Reputation: 306
I have some text, that will be written to 2 files using UTF-8 and 1252 encoding.
Observation when comparing these 2 files:
Question: Can I calculate which character in the UTF8 file will be represented by what character in the 1252 file without actually writing the files?
Or to put it another way: Is there more efficient code than this to find out the differences without writing to a text file?
File.WriteAllText("tmp-utf8.txt", text, Encoding.UTF8);
File.WriteAllText("tmp-cp1252.txt", text, Encoding.GetEncoding(1252));
string textUtf8 = File.ReadAllText("tmp-utf8.txt", Encoding.UTF8);
string text1252 = File.ReadAllText("tmp-cp1252.txt", Encoding.GetEncoding(1252));
if (textUtf8 != text1252)
{
... do something
}
Finally I want to print out something like this:
"a"->"a"
"b"->"b"
"Ф"->"F"
"σ"->"s"
"ξ"->"?"
"ψ"->"?"
Upvotes: 0
Views: 52
Reputation: 71144
You can use Encoding.GetBytes
to get the exact byte representation, and SequenceEqual
to compare.
var bytesUtf8 = Encoding.UTF8.GetBytes(text);
var bytes1252 = Encoding.GetEncoding(1252).GetBytes(text);
if (!bytesUtf8.AsSpan().SequenceEqual(bytes1252))
{
// do something
}
To find the exact index of differences is difficult, because UTF-8 uses multi-byte sequences in some cases.
Maybe something like
Span<byte> bufferUtf8 = stackalloc byte[4];
Span<byte> buffer1252 = stackalloc byte[4];
for (var i = 0; i < text.Length; i++)
{
if (!Encoding.UTF8.TryGetBytes(text.AsSpan().Slice(i, 1), bufferUtf8, out var length)

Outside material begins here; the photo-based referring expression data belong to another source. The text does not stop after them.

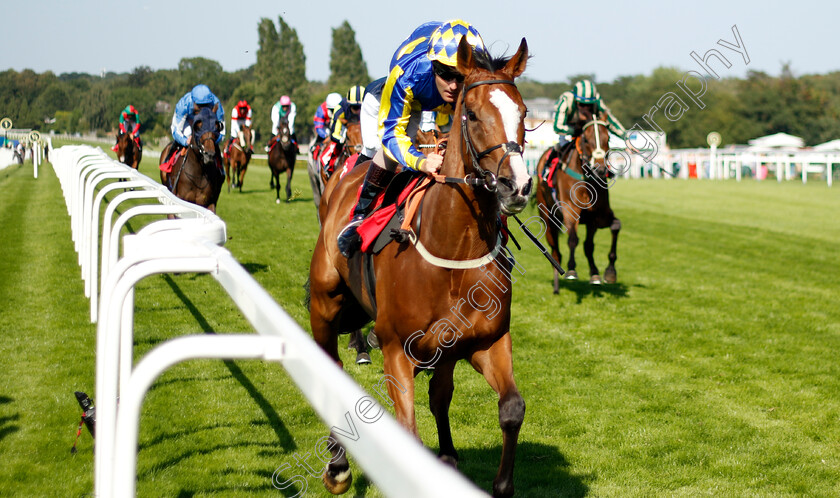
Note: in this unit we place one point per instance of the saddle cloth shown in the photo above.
(387, 207)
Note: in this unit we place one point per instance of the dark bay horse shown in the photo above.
(239, 157)
(581, 198)
(197, 176)
(128, 152)
(445, 295)
(281, 158)
(318, 178)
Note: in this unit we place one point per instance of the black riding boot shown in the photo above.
(376, 180)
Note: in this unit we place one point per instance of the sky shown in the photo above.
(606, 38)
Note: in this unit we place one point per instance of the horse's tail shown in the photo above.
(307, 299)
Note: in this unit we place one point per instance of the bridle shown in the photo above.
(483, 176)
(198, 145)
(597, 153)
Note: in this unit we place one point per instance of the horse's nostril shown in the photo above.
(506, 183)
(526, 189)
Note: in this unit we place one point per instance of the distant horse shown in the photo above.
(445, 294)
(197, 176)
(582, 197)
(239, 157)
(281, 157)
(128, 151)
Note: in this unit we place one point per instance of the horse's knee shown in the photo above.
(511, 412)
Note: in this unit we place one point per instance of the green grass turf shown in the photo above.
(709, 369)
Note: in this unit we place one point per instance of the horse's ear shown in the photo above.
(516, 64)
(465, 57)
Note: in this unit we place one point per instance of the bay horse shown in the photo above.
(281, 158)
(128, 152)
(445, 296)
(239, 157)
(197, 175)
(428, 142)
(581, 198)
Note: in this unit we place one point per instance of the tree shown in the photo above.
(280, 70)
(139, 77)
(347, 67)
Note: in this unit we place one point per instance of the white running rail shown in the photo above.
(391, 457)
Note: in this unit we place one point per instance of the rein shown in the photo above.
(597, 154)
(487, 178)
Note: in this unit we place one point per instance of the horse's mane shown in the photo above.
(485, 60)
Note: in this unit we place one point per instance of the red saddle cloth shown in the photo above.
(373, 225)
(166, 167)
(550, 175)
(349, 164)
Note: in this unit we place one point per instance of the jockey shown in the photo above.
(323, 115)
(423, 77)
(348, 113)
(200, 96)
(284, 108)
(369, 120)
(566, 124)
(130, 113)
(239, 116)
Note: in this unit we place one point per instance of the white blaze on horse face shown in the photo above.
(511, 119)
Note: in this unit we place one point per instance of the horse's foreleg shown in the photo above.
(571, 274)
(289, 184)
(441, 388)
(589, 252)
(496, 364)
(551, 237)
(399, 372)
(227, 174)
(357, 342)
(609, 273)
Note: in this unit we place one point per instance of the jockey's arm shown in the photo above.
(291, 117)
(561, 116)
(179, 126)
(394, 116)
(612, 123)
(220, 116)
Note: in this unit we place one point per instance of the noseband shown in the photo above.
(598, 153)
(487, 178)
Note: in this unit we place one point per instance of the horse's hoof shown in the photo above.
(373, 341)
(339, 484)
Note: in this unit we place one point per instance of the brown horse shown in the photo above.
(582, 197)
(446, 295)
(197, 176)
(281, 157)
(128, 152)
(239, 157)
(428, 142)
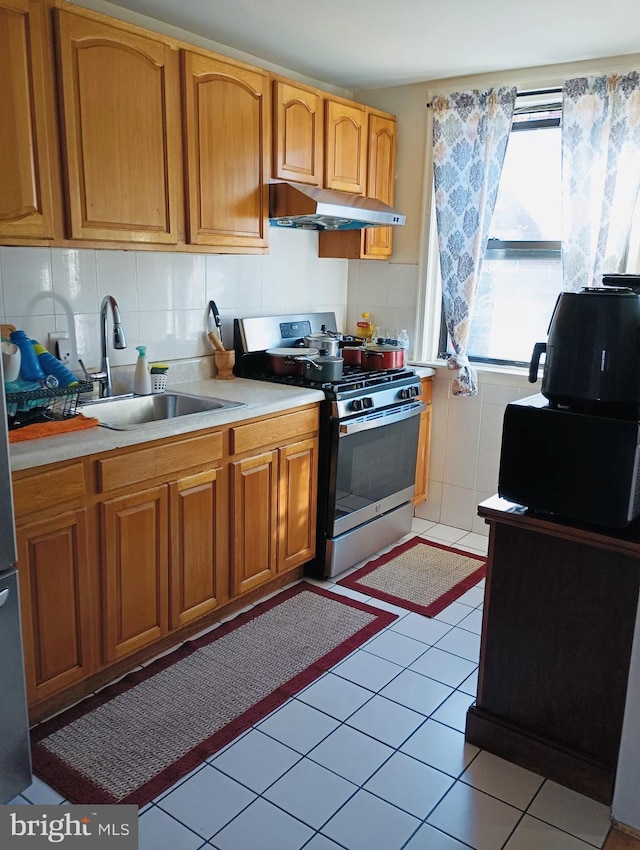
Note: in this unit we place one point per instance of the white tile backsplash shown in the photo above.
(163, 295)
(465, 448)
(27, 282)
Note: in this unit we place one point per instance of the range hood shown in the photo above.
(296, 205)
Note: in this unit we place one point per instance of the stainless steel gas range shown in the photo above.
(369, 423)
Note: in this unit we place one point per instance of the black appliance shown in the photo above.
(570, 464)
(369, 422)
(592, 361)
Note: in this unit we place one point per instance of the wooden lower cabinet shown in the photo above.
(134, 534)
(151, 540)
(297, 503)
(254, 517)
(198, 547)
(56, 602)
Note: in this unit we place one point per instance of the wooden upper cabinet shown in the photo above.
(121, 114)
(370, 243)
(297, 133)
(25, 189)
(381, 161)
(227, 144)
(345, 146)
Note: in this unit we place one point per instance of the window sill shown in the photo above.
(487, 373)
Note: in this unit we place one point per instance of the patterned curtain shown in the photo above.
(600, 175)
(470, 134)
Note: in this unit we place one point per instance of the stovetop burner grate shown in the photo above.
(353, 379)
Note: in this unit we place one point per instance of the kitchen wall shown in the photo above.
(163, 296)
(465, 447)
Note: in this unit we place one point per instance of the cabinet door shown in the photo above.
(134, 552)
(370, 243)
(297, 134)
(226, 137)
(120, 99)
(25, 190)
(424, 442)
(254, 506)
(56, 598)
(198, 547)
(345, 147)
(297, 505)
(381, 159)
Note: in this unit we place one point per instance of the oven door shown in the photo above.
(374, 465)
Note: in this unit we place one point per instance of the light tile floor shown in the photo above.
(372, 756)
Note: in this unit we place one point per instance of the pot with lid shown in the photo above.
(593, 349)
(283, 361)
(321, 369)
(382, 356)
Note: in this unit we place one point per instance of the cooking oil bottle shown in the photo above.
(365, 327)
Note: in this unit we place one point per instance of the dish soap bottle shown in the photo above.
(364, 327)
(141, 377)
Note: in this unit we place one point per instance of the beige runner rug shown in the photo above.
(137, 737)
(419, 575)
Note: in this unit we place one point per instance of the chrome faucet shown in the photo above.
(119, 342)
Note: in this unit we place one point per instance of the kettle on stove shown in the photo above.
(593, 349)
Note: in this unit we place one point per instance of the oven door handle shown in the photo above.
(378, 420)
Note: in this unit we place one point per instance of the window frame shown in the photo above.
(523, 249)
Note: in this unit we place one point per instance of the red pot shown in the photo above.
(282, 361)
(352, 355)
(382, 357)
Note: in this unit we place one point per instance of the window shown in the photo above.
(522, 273)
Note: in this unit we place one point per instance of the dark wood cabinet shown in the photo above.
(559, 614)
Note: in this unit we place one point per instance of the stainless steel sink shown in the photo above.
(123, 413)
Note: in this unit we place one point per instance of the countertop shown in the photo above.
(261, 398)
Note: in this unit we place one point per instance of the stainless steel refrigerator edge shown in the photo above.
(15, 754)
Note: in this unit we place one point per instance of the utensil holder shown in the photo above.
(225, 361)
(158, 383)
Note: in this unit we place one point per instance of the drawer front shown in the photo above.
(274, 430)
(35, 492)
(163, 460)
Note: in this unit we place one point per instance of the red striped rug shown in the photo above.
(137, 737)
(419, 575)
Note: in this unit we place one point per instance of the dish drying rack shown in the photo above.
(25, 407)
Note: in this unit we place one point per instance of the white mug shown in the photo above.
(10, 362)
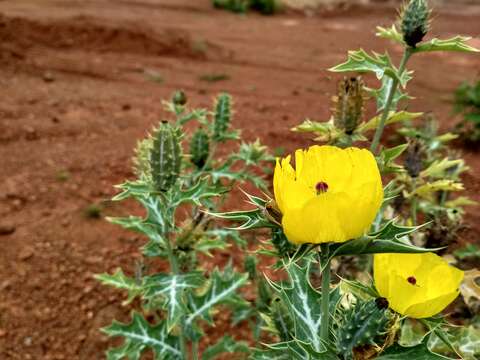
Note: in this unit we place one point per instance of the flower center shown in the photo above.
(321, 187)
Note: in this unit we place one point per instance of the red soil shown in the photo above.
(77, 92)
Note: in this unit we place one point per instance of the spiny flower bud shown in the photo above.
(414, 21)
(199, 148)
(349, 104)
(165, 156)
(179, 98)
(141, 162)
(222, 116)
(413, 159)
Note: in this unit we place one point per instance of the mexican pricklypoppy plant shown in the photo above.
(332, 195)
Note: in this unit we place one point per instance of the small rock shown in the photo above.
(6, 229)
(27, 341)
(48, 76)
(25, 254)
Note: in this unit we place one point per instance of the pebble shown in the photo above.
(48, 77)
(25, 254)
(6, 229)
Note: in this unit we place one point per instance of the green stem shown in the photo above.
(414, 202)
(176, 270)
(391, 95)
(325, 270)
(195, 350)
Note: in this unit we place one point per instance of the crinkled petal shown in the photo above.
(430, 307)
(318, 221)
(289, 194)
(436, 282)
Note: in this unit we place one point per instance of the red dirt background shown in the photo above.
(77, 92)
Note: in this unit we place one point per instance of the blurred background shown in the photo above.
(81, 81)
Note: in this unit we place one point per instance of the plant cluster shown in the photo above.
(177, 190)
(331, 204)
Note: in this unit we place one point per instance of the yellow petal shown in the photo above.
(318, 221)
(349, 204)
(289, 194)
(416, 285)
(430, 307)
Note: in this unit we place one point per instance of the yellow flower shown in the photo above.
(416, 285)
(332, 195)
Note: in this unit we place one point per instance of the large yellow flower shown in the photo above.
(416, 285)
(332, 195)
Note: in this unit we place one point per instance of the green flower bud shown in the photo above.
(199, 148)
(413, 159)
(222, 116)
(414, 21)
(165, 156)
(348, 111)
(179, 98)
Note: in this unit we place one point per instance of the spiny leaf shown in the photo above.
(120, 281)
(133, 189)
(139, 336)
(197, 193)
(222, 289)
(172, 289)
(225, 345)
(303, 303)
(457, 43)
(393, 117)
(380, 65)
(381, 94)
(419, 352)
(427, 189)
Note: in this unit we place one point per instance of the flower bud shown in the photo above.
(414, 21)
(349, 104)
(222, 116)
(179, 98)
(413, 159)
(199, 148)
(165, 156)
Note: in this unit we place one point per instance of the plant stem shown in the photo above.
(391, 95)
(175, 269)
(325, 270)
(195, 350)
(414, 202)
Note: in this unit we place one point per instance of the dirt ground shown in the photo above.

|| !Encoding.GetEncoding(1252).TryGetBytes(text.AsSpan().Slice(i, 1), buffer1252, out length)
|| !bufferUtf8.SequenceEquals(buffer1252)
)
{
Console.WriteLine($"Index {i} does not match: 0x{Convert.ToHexString(bufferUtf8)} -> 0x{Convert.ToHexString(buffer1252)}");
}
}
Upvotes: 2